With tobacco waining, it was a critical time for Kentucky, and through three administrations and three agriculture commissioners, Gene played a key role in helping Kentucky farms find new and innovative cash crops.
Gene retired from state government in 2002, but not from economic development. At nearly seventy years of age, Gene thought it time to return to Harrodsburg – not to retire mine you but to explore more work and more opportunities in his hometown.
To no one’s surprise, a county to the south wanted to snag one of the state’s most seasoned and effective advocates of business and industrial growth.
“We were having our annual Chamber of Commerce banquet and I invited some people from Frankfort to attend the meeting,” recalls Russell County Attorney, Don Byrom. “I gave Gene a call and said come a little early, I want to show you something.”
“I knew what they wanted,” Gene later said. “They wanted me to run their Economic Development office.”
Gene’s accomplishments as executive director of the Russell County Industrial Development Authority alone would merit his induction into the hall of fame, wrote Greg Jones, in the nomination form.
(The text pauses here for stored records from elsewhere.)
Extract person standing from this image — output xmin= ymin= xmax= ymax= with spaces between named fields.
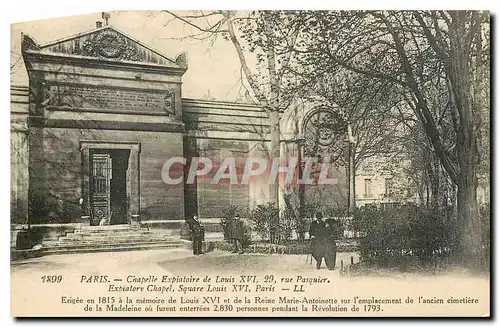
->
xmin=186 ymin=215 xmax=204 ymax=255
xmin=231 ymin=214 xmax=245 ymax=254
xmin=309 ymin=212 xmax=328 ymax=269
xmin=324 ymin=218 xmax=339 ymax=270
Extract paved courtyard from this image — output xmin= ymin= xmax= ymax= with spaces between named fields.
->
xmin=11 ymin=248 xmax=358 ymax=277
xmin=11 ymin=247 xmax=488 ymax=286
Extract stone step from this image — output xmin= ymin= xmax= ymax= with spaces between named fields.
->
xmin=55 ymin=240 xmax=174 ymax=247
xmin=60 ymin=234 xmax=170 ymax=241
xmin=70 ymin=230 xmax=162 ymax=236
xmin=78 ymin=225 xmax=138 ymax=231
xmin=74 ymin=229 xmax=143 ymax=234
xmin=57 ymin=238 xmax=171 ymax=244
xmin=14 ymin=224 xmax=185 ymax=257
xmin=43 ymin=236 xmax=180 ymax=246
xmin=47 ymin=239 xmax=180 ymax=248
xmin=67 ymin=230 xmax=170 ymax=235
xmin=41 ymin=242 xmax=182 ymax=255
xmin=48 ymin=237 xmax=179 ymax=244
xmin=45 ymin=237 xmax=180 ymax=245
xmin=72 ymin=229 xmax=178 ymax=236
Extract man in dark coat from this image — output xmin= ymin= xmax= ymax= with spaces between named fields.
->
xmin=186 ymin=215 xmax=204 ymax=255
xmin=324 ymin=218 xmax=339 ymax=270
xmin=231 ymin=214 xmax=245 ymax=254
xmin=309 ymin=212 xmax=328 ymax=269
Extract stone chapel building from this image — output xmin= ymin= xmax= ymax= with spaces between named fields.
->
xmin=11 ymin=24 xmax=353 ymax=226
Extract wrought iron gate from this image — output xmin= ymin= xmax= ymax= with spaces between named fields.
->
xmin=90 ymin=153 xmax=112 ymax=223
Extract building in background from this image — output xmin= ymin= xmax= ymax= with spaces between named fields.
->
xmin=354 ymin=153 xmax=418 ymax=208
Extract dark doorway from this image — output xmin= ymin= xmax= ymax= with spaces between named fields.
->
xmin=90 ymin=149 xmax=130 ymax=225
xmin=109 ymin=149 xmax=130 ymax=224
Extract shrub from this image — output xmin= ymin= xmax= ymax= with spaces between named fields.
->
xmin=220 ymin=205 xmax=252 ymax=247
xmin=352 ymin=204 xmax=459 ymax=267
xmin=302 ymin=201 xmax=322 ymax=219
xmin=213 ymin=239 xmax=359 ymax=254
xmin=279 ymin=212 xmax=295 ymax=244
xmin=28 ymin=188 xmax=79 ymax=224
xmin=249 ymin=202 xmax=292 ymax=244
xmin=294 ymin=216 xmax=308 ymax=242
xmin=220 ymin=206 xmax=242 ymax=240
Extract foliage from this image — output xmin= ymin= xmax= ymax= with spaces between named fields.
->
xmin=220 ymin=205 xmax=242 ymax=240
xmin=301 ymin=201 xmax=347 ymax=218
xmin=220 ymin=205 xmax=252 ymax=247
xmin=248 ymin=202 xmax=281 ymax=244
xmin=213 ymin=239 xmax=359 ymax=254
xmin=279 ymin=208 xmax=296 ymax=244
xmin=247 ymin=201 xmax=349 ymax=245
xmin=249 ymin=202 xmax=301 ymax=245
xmin=352 ymin=205 xmax=462 ymax=267
xmin=282 ymin=204 xmax=307 ymax=242
xmin=28 ymin=189 xmax=78 ymax=224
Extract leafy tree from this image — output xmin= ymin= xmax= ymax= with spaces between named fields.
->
xmin=297 ymin=10 xmax=490 ymax=268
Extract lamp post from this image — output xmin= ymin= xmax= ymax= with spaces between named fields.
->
xmin=296 ymin=136 xmax=306 ymax=243
xmin=344 ymin=124 xmax=356 ymax=217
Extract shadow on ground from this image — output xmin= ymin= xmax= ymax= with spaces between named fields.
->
xmin=158 ymin=250 xmax=359 ymax=275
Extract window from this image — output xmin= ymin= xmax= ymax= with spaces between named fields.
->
xmin=364 ymin=179 xmax=372 ymax=197
xmin=385 ymin=178 xmax=394 ymax=197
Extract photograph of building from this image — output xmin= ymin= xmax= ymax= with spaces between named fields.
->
xmin=9 ymin=10 xmax=490 ymax=318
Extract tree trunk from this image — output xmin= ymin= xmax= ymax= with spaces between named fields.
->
xmin=456 ymin=149 xmax=483 ymax=268
xmin=425 ymin=180 xmax=430 ymax=208
xmin=269 ymin=109 xmax=280 ymax=204
xmin=430 ymin=155 xmax=440 ymax=210
xmin=263 ymin=12 xmax=281 ymax=207
xmin=449 ymin=11 xmax=484 ymax=269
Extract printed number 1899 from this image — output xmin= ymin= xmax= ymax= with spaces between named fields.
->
xmin=41 ymin=275 xmax=63 ymax=283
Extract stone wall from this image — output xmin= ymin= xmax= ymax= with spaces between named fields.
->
xmin=183 ymin=98 xmax=271 ymax=218
xmin=30 ymin=128 xmax=185 ymax=223
xmin=11 ymin=86 xmax=29 ymax=224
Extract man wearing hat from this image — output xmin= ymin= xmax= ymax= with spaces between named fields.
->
xmin=309 ymin=212 xmax=328 ymax=269
xmin=186 ymin=215 xmax=205 ymax=255
xmin=231 ymin=214 xmax=245 ymax=254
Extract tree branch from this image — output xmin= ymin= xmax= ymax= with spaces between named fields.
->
xmin=224 ymin=13 xmax=270 ymax=110
xmin=164 ymin=11 xmax=228 ymax=34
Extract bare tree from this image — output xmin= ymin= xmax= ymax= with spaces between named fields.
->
xmin=165 ymin=10 xmax=306 ymax=205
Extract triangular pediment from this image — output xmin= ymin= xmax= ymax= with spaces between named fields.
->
xmin=34 ymin=26 xmax=186 ymax=69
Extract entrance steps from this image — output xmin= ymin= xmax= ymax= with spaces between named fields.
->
xmin=40 ymin=225 xmax=183 ymax=255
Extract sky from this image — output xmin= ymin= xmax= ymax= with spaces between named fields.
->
xmin=10 ymin=10 xmax=247 ymax=102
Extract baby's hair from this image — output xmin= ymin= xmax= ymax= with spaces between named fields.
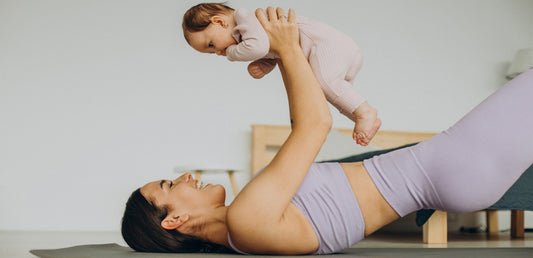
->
xmin=182 ymin=2 xmax=234 ymax=44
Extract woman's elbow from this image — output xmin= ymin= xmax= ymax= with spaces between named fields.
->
xmin=306 ymin=111 xmax=332 ymax=133
xmin=319 ymin=114 xmax=333 ymax=132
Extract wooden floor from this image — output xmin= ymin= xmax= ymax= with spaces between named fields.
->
xmin=2 ymin=230 xmax=532 ymax=257
xmin=361 ymin=230 xmax=533 ymax=248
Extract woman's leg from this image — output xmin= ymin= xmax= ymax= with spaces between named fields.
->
xmin=413 ymin=68 xmax=533 ymax=212
xmin=364 ymin=69 xmax=533 ymax=216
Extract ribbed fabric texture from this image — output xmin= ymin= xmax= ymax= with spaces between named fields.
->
xmin=291 ymin=163 xmax=364 ymax=254
xmin=228 ymin=8 xmax=365 ymax=120
xmin=364 ymin=68 xmax=533 ymax=215
xmin=228 ymin=162 xmax=364 ymax=255
xmin=229 ymin=69 xmax=533 ymax=254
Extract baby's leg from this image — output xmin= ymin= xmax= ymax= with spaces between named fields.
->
xmin=352 ymin=102 xmax=382 ymax=146
xmin=308 ymin=46 xmax=380 ymax=146
xmin=248 ymin=58 xmax=277 ymax=79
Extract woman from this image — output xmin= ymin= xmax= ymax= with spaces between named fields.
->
xmin=122 ymin=7 xmax=533 ymax=255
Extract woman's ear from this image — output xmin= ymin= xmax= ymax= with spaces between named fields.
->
xmin=210 ymin=16 xmax=227 ymax=28
xmin=161 ymin=214 xmax=190 ymax=230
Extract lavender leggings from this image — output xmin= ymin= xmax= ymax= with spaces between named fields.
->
xmin=364 ymin=69 xmax=533 ymax=216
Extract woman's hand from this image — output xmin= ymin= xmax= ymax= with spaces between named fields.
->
xmin=255 ymin=7 xmax=299 ymax=56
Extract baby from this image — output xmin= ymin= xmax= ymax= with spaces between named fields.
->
xmin=182 ymin=3 xmax=381 ymax=146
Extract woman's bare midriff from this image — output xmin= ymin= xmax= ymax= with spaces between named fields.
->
xmin=340 ymin=162 xmax=400 ymax=236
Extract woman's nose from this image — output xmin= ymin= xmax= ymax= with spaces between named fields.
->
xmin=177 ymin=173 xmax=192 ymax=182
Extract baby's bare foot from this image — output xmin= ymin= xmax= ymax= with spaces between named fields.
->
xmin=352 ymin=103 xmax=381 ymax=146
xmin=248 ymin=62 xmax=267 ymax=79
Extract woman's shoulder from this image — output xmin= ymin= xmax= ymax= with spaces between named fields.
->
xmin=226 ymin=202 xmax=319 ymax=254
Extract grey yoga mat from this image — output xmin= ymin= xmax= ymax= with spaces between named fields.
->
xmin=30 ymin=243 xmax=533 ymax=258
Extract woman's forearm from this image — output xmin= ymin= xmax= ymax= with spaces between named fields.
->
xmin=278 ymin=45 xmax=332 ymax=132
xmin=227 ymin=10 xmax=333 ymax=251
xmin=255 ymin=7 xmax=331 ymax=132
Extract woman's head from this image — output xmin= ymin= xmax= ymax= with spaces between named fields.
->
xmin=121 ymin=173 xmax=230 ymax=253
xmin=182 ymin=3 xmax=237 ymax=56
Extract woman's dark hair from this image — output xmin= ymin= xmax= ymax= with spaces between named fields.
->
xmin=182 ymin=2 xmax=234 ymax=44
xmin=121 ymin=188 xmax=233 ymax=253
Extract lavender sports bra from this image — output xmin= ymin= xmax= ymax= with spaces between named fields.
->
xmin=228 ymin=162 xmax=365 ymax=254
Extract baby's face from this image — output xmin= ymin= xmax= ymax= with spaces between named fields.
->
xmin=187 ymin=21 xmax=236 ymax=56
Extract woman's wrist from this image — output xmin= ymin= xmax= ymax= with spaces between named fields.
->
xmin=277 ymin=44 xmax=303 ymax=61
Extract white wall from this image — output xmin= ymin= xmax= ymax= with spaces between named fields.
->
xmin=1 ymin=0 xmax=532 ymax=231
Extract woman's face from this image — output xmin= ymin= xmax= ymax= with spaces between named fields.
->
xmin=140 ymin=173 xmax=226 ymax=213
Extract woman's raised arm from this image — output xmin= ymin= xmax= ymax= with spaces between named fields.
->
xmin=257 ymin=8 xmax=332 ymax=132
xmin=227 ymin=7 xmax=332 ymax=254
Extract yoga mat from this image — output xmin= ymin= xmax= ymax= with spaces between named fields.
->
xmin=30 ymin=243 xmax=533 ymax=257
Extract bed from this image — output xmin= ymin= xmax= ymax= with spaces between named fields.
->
xmin=250 ymin=124 xmax=529 ymax=244
xmin=251 ymin=124 xmax=437 ymax=174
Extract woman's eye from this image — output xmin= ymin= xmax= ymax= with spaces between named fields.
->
xmin=208 ymin=42 xmax=214 ymax=48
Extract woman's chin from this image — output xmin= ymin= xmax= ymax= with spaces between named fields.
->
xmin=205 ymin=184 xmax=227 ymax=202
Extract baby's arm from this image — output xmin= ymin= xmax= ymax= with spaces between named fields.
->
xmin=226 ymin=8 xmax=270 ymax=62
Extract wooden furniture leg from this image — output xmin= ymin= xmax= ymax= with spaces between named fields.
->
xmin=423 ymin=210 xmax=447 ymax=244
xmin=227 ymin=170 xmax=239 ymax=196
xmin=486 ymin=210 xmax=499 ymax=236
xmin=511 ymin=210 xmax=525 ymax=238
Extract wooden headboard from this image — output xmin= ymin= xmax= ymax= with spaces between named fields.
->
xmin=251 ymin=124 xmax=437 ymax=175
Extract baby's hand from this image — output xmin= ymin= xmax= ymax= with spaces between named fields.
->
xmin=216 ymin=49 xmax=227 ymax=56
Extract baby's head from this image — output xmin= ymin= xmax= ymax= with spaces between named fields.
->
xmin=182 ymin=3 xmax=237 ymax=56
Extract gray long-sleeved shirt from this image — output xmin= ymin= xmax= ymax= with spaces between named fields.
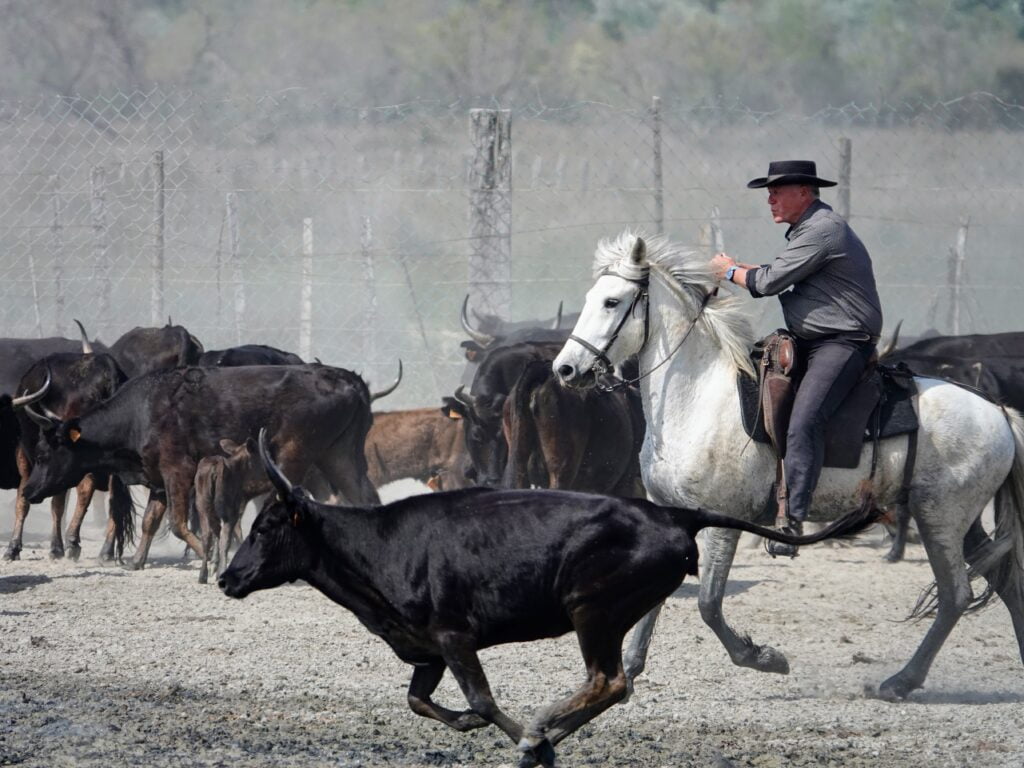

Under his leadership, the county gained more than 550 new jobs over $87 million in new business investment – plus more than 200 new jobs in major expansions of established businesses. For a small community like Jamestown, these numbers are significant.
Gene Royalty has worked tirelessly for the advancement and economic success of his community and for the state of Kentucky his entire life. And it was always a labor of love.